Many employers offer the option to employees to buy additional life insurance through work above and beyond the base life insurance. Is this the right thing to do?
Short answer: no.
Here's why:
I have found that cost of optional supplemental life insurance through work is only marginally less expensive than individually-owned term life insurance.
You usually can't immediately buy the level of life insurance that you need through work. Very often, employers and the group-plan insurance companies require you to buy into additional life insurance over many years.
Most importantly, your life insurance through work is tied to your employment, and this is a very bad thing.

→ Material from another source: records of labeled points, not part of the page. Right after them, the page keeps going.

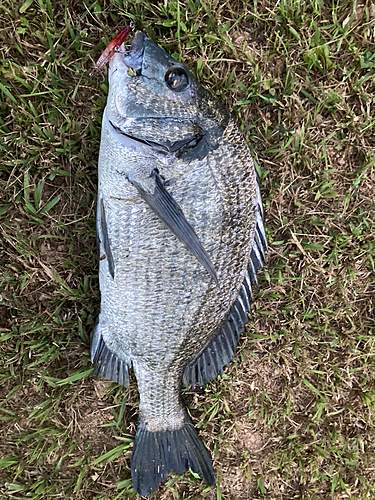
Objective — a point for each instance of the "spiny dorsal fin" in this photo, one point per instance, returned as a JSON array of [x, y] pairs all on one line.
[[220, 351]]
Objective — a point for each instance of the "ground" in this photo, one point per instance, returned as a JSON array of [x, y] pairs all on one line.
[[292, 417]]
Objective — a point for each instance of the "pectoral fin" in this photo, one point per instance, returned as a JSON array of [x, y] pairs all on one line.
[[104, 236], [168, 210]]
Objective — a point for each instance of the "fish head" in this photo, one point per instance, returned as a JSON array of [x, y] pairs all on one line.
[[146, 83]]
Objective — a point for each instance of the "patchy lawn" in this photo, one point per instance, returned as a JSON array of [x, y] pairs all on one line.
[[293, 416]]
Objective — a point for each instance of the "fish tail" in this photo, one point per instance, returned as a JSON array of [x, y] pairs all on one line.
[[155, 454]]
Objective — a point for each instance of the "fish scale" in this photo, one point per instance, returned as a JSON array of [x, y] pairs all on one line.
[[181, 240]]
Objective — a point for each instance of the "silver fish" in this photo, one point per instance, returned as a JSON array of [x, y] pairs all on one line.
[[181, 238]]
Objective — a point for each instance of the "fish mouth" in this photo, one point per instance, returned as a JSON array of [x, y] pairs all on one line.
[[177, 148]]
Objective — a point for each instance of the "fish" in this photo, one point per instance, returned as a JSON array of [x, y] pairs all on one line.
[[181, 238]]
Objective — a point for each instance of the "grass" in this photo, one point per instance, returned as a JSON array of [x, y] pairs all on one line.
[[292, 418]]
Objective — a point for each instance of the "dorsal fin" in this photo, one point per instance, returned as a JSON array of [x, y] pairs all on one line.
[[220, 351]]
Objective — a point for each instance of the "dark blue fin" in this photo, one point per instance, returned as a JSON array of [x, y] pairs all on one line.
[[155, 454], [106, 363], [220, 351], [169, 211], [105, 239]]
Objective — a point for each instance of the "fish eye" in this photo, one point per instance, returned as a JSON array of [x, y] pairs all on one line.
[[177, 79]]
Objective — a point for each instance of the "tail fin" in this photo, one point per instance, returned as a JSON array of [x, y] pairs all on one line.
[[155, 454]]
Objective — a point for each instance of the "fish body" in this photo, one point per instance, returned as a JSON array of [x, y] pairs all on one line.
[[181, 238]]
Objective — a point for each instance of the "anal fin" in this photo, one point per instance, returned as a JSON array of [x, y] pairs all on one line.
[[106, 363]]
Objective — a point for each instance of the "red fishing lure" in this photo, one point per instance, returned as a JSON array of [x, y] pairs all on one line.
[[110, 50]]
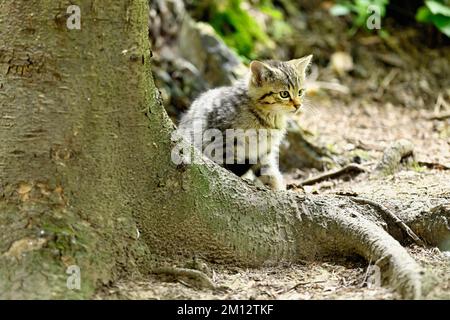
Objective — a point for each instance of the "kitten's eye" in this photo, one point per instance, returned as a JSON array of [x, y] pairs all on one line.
[[284, 94]]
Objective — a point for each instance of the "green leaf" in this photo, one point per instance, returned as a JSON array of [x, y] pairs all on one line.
[[438, 8], [339, 10]]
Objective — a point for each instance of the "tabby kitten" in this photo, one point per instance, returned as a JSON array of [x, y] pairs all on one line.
[[260, 104]]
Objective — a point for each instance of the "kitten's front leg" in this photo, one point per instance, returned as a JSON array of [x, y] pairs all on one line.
[[270, 175]]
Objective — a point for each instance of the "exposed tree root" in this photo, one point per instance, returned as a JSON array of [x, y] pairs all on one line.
[[195, 278], [393, 155], [350, 168], [433, 226]]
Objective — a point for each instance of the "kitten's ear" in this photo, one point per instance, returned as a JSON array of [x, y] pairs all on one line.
[[261, 72], [302, 63]]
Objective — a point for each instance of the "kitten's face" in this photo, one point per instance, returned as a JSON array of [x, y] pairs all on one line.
[[278, 86]]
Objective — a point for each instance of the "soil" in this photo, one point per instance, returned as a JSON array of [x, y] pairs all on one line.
[[392, 89]]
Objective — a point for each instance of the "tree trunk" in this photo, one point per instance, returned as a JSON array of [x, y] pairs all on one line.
[[86, 168]]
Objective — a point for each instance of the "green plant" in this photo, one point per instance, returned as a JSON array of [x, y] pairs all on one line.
[[359, 9], [437, 13]]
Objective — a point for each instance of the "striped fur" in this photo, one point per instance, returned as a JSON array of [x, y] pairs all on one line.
[[271, 92]]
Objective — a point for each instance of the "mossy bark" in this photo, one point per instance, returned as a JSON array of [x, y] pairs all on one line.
[[86, 169]]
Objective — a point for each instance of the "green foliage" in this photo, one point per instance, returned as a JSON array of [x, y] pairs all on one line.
[[437, 13]]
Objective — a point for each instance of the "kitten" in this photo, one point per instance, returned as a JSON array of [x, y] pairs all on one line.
[[257, 105]]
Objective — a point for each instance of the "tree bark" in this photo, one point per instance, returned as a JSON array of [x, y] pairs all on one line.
[[86, 168]]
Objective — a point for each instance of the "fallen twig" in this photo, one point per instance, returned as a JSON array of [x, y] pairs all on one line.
[[334, 174], [391, 216]]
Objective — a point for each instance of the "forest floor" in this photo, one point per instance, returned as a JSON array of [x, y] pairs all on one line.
[[344, 128]]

Here's an example of where Group Life Insurance leads to a bad outcome:
Employee finds out that he has cancer and has 18 months to live.
But Employee bought $1,000,000 of life insurance through work.
However, to receive the death benefit, Employee has to keep working at his job, even though Employee would prefer quitting work to spend remaining time enjoying life.
In some cases (but not always), the employee may be able to convert the existing policy into an individually-owned permanent life policy, but this can be very expensive.
In other words, group life insurance can be a real pain to deal with at exactly the point you need it. That is why to skip it and instead buy individually-owned life insurance.
Conclusion: If You Think That You May Need Term Life Insurance, You Probably Do
The vast majority of my working-age clients who come to me are significantly under-insured for life insurance. I can't emphasize how important it is to have the proper level of term life insurance as part of an overall financial plan.
Is term life insurance costly? Sort of. It probably will cost anywhere from 1-4% of your income per year depending on your circumstances. That's not nothing. But the solution to pay for the cost of life insurance is simply to work a few months longer before retiring.